Why is the weight of an object on the moon 1/6 th its weight on the earth?

Let M_E be the mass of the Earth and m be an object on the surface of the Earth.

Let R_E be the radius of the Earth. According to the universal law of gravitation,

weight W_E of the object on the surface of the Earth is given by,

𝑊_𝐸 ={𝐺𝑀_𝐸𝑚 \over 𝑅_{𝐸^2}}

Let M_M and R_M be the mass and radius of the moon.

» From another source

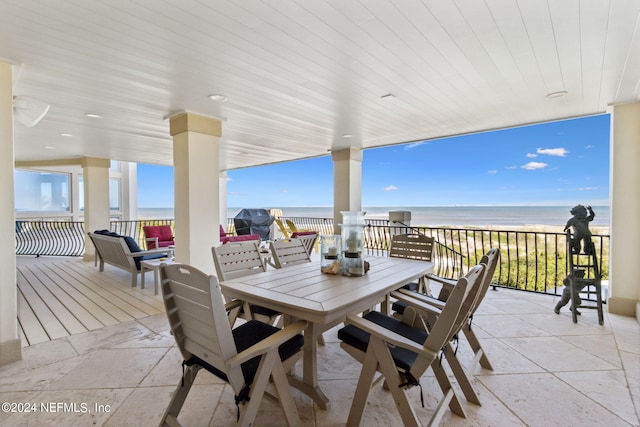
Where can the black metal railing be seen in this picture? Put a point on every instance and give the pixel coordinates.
(533, 261)
(54, 238)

Then, according to the universal law of gravitation, weight W_M of the object on the surface of the moon is given by:

𝑊_𝑀 = {𝐺𝑀_𝑀𝑚 \over 𝑅_{𝑀^2}}

Now,

⇒ {𝑊_𝑀 \over 𝑊_𝐸}={𝑀_𝑀𝑅_{𝐸^2} \over 𝑀_𝐸𝑅_{𝑀^2}}

Where,

𝑀_𝐸 = 5.98 × 10²⁴ 𝑘𝑔

𝑀_𝑀 = 7.36 × 10²² 𝑘𝑔

𝑅_𝐸 = 6.4 × 10⁶ 𝑚

𝑅_𝑀 = 1.74 × 10⁶ 𝑚

⇒ {𝑊_𝑀 \over 𝑊_𝐸}={{7.36 × 10^{22} × (6.4 × 10^6 )^2} \over {5.98 × 10^{24} × (1.74 × 10^6)^2}}=0.165 ≈ {1\over6}

Therefore, weight of an object on the moon is {1\over6} of its weight on the Earth.